The advanced SVM modeling technique did not offer improvement in our prediction of the dose–response relationship over the conventional LKB and logistic regression models. Moreover, the predictive performance of the SVM model was slightly poorer than the Stepwise-MLR that used the same predictors. The results would probably be explained by the γ parameter of the SVM model. In addition to the regulation parameter C, the behavior of the SVM model using the radial basis function kernel is very sensitive to the γ parameter. A large value of the γ parameter means that the radius of the influence area of the support vectors only includes the support vector itself and the regulation from the parameter C is unable to prevent overfitting. A small value of the γ parameter denotes an overly constrained model that cannot capture the complexity of the data, resulting in a model with a similar performance as the model assuming the linearity of the predictors. The γ parameter in the optimized SVM model has a relatively low value of 2−13. Therefore, the SVM model performed comparably to the logistic regression model under the same feature selection and even did not outperform the simplest analytic LKB model. Lynam et al.26 also reported that logistic regression performed as well as the machine learning algorithm in their study population when a small number of predictors were considered. Currently, there is no golden standard for variable selection and fewer significant variables are preferred in clinical practice. The nonlinear machine learning approaches may prove more powerful in the context of a larger dataset with more variables, such as the study of genomics and radiomics. In addition, the signal-to-noise of the clinical data may be lower. Therefore, the advanced machine learning modeling technique may have limited applicability in the current clinical setting.

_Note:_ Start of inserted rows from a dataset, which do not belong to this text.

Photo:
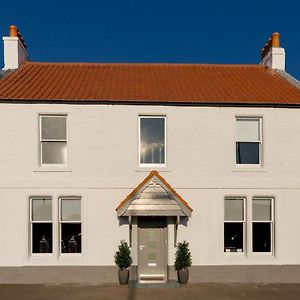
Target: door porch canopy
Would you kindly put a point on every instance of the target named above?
(154, 197)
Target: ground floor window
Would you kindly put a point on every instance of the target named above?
(262, 224)
(234, 224)
(70, 225)
(41, 224)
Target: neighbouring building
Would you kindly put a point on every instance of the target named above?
(93, 153)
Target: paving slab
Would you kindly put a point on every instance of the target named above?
(191, 291)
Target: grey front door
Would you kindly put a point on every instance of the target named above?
(152, 246)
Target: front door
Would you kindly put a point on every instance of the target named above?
(152, 246)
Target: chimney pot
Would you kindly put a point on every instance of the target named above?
(14, 49)
(272, 55)
(13, 31)
(276, 40)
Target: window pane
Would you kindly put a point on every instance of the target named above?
(70, 210)
(41, 209)
(247, 130)
(234, 209)
(261, 237)
(54, 128)
(54, 152)
(233, 237)
(41, 237)
(152, 148)
(261, 209)
(70, 238)
(247, 153)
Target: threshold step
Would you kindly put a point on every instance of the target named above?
(152, 285)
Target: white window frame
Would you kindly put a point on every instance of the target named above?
(240, 221)
(139, 139)
(271, 223)
(41, 140)
(33, 222)
(69, 222)
(260, 141)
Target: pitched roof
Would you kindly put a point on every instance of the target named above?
(143, 184)
(148, 83)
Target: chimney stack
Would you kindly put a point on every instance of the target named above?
(14, 49)
(272, 55)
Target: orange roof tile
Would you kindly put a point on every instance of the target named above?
(148, 83)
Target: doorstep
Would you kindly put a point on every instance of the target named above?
(169, 284)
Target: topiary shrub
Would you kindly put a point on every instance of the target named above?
(183, 256)
(123, 257)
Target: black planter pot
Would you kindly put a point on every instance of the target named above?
(183, 276)
(123, 276)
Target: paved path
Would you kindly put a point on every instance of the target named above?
(191, 291)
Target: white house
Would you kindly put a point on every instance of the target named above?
(91, 154)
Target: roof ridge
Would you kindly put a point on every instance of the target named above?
(142, 64)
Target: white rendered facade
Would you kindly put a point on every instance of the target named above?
(103, 167)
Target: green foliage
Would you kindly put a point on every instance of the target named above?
(183, 256)
(123, 257)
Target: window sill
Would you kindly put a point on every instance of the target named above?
(38, 256)
(52, 169)
(229, 254)
(149, 169)
(249, 168)
(262, 254)
(67, 256)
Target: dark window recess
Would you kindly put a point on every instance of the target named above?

For clinical practitioners, intuitive interpretability and ease of implementation were two important aspects when choosing the “best” model. The parameter n in the LKB model provides insight into whether the low dose region or the high dose region matters. We can also derive a dose constraint in terms of EUD from the LKB and logistic regression models based on the monotonically increasing functions of EUD, leading toward individualized treatment planning. In contrast, the mapping of input data and the output predictions in the SVM model is considered a “black box”, which prevents practitioners from better understanding the data and quantifying the effect of the dosimetric and non-dosimetric predictors. Incorporating the decision-making platform with a large amount of information given by the treatment planning system and the patient information system such as Epic would facilitate the adoption of a machine learning algorithm in clinical decision-making. In terms of performance and utility, LASSO-MLR was the best modeling technique in the current context.

One limitation of the current study is that only a few clinical predictors had been enrolled in the investigation. A further study would be different NTCP modeling techniques incorporated with functional imaging features and biological markers. In addition, larger and external data sets are needed to verify the findings of this study.

Conclusion

In the context of classification and probability estimation for predicting the NTCP of radiation-induced esophagitis in NSCLC patients receiving proton radiotherapy, a multivariable logistic regression model developed with LASSO provided the best predictive results. The simplest LKB modeling using the analytic function had similar or even better predictive performance than the most complex SVM modeling, and it was least likely to overfit the training data. The advanced machine learning approach might have limited applicability in clinical settings with a relatively small amount of data.